ChIA-PET is best used for discovery experiments involving a protein of interest and unknown DNA binding targets. Transcription factor binding sites, for example, are best studied with ChIA-PET since this technique requires the DNA to be bound by the transcription factor in vivo for the interaction to be called (Fullwood et al., 2009).
ChIA-PET helpful hints
Overlap PET tags to reduce background. Like most 3C technologies, background noise is a technical challenge. In ChIA-PET particularly, noise can make it difficult to find long-range interactions with the locus of interest. A useful tip to overcome this is to require PETs to overlap at both ends of the region to be a long-range interaction.
ChIP-loop is a mix of ChIP and 3C that employs antibodies targeted to proteins suspected to bind a DNA region of interest. ChIP-loop is ideal to find out if two known DNA regions interact via a protein of interest. ChIP-loop is also well suited to confirmation of suspected interactions, but not the discovery of novel ones (Horike et al., 2005).
ChIP-loop helpful hints
Avoid non-native loops. The biggest issue encountered with ChIP-loop is the formation of non-native loops forming during DNA concentration before ligation occurs. A simple way to avoid this is to choose a protocol that performs the precipitation after the ligation step (Simons et al., 2007).
Validate ChIP-loop interactions.

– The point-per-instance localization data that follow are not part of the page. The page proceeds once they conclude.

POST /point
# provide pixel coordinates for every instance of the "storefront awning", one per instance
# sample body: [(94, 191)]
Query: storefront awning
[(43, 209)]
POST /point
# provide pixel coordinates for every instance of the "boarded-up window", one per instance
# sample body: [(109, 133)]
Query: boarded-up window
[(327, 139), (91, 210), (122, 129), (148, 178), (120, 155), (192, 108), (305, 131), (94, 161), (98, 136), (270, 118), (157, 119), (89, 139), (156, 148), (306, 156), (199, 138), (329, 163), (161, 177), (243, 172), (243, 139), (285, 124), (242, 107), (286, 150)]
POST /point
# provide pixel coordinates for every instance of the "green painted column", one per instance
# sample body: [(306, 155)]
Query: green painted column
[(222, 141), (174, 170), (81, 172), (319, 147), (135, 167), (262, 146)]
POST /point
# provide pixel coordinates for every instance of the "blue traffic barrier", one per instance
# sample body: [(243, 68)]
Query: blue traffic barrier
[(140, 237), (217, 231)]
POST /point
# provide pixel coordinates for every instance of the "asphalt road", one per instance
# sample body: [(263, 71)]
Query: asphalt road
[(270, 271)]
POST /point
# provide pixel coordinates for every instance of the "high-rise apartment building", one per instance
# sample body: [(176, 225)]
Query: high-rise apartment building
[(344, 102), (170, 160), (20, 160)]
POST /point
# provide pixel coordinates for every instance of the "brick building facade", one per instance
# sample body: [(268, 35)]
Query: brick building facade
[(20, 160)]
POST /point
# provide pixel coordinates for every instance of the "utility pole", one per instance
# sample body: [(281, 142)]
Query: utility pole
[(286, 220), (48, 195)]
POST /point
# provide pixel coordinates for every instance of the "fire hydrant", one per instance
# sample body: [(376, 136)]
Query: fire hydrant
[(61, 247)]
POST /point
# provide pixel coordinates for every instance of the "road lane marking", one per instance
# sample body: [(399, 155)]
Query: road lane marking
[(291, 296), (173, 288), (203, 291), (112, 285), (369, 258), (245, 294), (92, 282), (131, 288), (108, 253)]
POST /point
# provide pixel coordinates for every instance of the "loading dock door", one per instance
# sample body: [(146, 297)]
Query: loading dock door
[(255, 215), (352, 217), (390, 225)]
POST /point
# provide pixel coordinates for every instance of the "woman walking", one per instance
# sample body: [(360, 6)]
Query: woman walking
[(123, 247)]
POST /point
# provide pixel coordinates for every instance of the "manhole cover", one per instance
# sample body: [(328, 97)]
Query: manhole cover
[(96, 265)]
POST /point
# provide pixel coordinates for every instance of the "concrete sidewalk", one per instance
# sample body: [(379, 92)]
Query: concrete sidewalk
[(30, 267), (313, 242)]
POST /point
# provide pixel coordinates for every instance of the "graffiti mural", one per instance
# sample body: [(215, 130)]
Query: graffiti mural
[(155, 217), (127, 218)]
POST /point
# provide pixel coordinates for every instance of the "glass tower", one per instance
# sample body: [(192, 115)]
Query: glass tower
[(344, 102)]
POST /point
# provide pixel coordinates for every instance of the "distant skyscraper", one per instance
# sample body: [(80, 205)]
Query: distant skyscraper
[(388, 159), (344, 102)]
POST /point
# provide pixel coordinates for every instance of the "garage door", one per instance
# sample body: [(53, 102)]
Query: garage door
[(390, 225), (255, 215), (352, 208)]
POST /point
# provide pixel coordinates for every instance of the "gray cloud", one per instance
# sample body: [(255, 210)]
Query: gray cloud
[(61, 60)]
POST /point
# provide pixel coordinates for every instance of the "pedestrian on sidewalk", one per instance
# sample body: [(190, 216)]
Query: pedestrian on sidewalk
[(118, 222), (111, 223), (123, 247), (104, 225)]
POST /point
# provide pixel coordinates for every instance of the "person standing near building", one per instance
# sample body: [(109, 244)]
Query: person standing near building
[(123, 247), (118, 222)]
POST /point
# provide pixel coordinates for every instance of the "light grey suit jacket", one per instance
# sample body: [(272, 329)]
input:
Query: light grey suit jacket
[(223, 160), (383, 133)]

Another challenge in ChIP-loop can be accurate quantitation of ligation products. 3C technologies, especially ChIP-loop, often capture random interactions. To combat this, consider performing a ChIP experiment in parallel and using it to validate the ChIP-loop interactions. If a DNA-protein-DNA interaction identified by ChIP-loop is indeed real, then both DNA-protein interactions should also appear in the ChIP data (Simons et al., 2007).
Hi-C amplifies ligation products from the entire genome and assesses their frequencies by high-throughput sequencing. Hi-C is a great choice when broad coverage of the entire genome is required, and the resolution is not of great concern, mapping the genome-wide changes in chromosome structure in tumor cells (Lieberman-Aiden et al., 2009), for example.
Hi-C helpful hints
Optimize library amplification. Hi-C library amplification must generate enough product for analysis, while avoiding PCR artefacts. To do this, the PCR cycle number should be optimized (in the range of 9–15 cycles). If enough product cannot be produced (50 ng of DNA), multiple PCR reactions should be pooled rather than the cycle number increased, five reactions are usually sufficient (Belton et al., 2012).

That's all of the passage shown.